The conclusion is well supported by method description and results. The authors clearly state that their method was developed for the Finnish population. However, it seems that the workflow itself can be replicated in other populations relatively easily, and I'm sure others, including yours truly, would appreciate the authors' point of view on such efforts. It would be great to add a paragraph to the discussion explaining what would be required to translate this to populations of different genetic ancestry.

Additional comments

1) Numbers in Figure 2E do not add up to 409, as I would have expected based on Figure 1. How did the author lose 8% of their cohort? The description of how posterior probability was used is not clear to me (Lines 161-166). Did the authors remove individuals according to a certain threshold, before reporting accuracy estimates? If yes, this warrants a clear description and more discussion. One might argue that low PP for a significant fraction of the cohort is indeed a measure of accuracy, and that it's not appropriate to simply disregard that. My preference would be a more conservative approach, first reporting accuracy independent of this filtering, and then explaining that PP can be used to remove likely false results from a cohort one intends to analyze, which in turn leads to very high accuracy for the 92% of individuals that can be considered.

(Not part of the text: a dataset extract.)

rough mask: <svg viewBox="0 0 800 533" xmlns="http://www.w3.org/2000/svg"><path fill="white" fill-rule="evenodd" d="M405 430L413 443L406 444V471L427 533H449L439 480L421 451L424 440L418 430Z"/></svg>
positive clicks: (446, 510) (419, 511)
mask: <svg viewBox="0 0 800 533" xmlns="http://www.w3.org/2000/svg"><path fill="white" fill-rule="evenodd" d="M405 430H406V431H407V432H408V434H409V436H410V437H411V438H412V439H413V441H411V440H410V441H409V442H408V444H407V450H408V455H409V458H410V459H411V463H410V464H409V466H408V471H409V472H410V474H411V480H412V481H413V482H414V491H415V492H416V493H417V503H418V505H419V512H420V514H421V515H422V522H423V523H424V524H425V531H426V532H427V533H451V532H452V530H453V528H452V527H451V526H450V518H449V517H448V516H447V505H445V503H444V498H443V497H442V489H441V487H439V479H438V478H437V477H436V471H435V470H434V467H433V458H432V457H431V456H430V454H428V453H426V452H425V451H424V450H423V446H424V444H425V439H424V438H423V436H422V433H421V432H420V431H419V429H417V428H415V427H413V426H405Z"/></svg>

2) Figure 2b might require some clarification, since it appears as if the accuracy estimates for the novel software vs. kpi ("WGS (external)") were from the same evaluated data set, which is not the case. So it is not a direct comparison, but the figure shows independently generated accuracy estimates from different populations.

3) A short description of how the reference data was generated (apart from the name of the vendor) would be appreciated.

·

Basic reporting

no comment

Experimental design

The study is designed in a standard way of other SNP imputation-based papers.
The method is straight forward and comparisons with existing software are clearly proven.
The limitation of the panel is clearly stated

Validity of the findings

Internal validation is performed and high accuracy is achieved, however; the review is concerned about the problem of overfitting and validation with an independent dataset is necessary to validate the accuracy of the reference.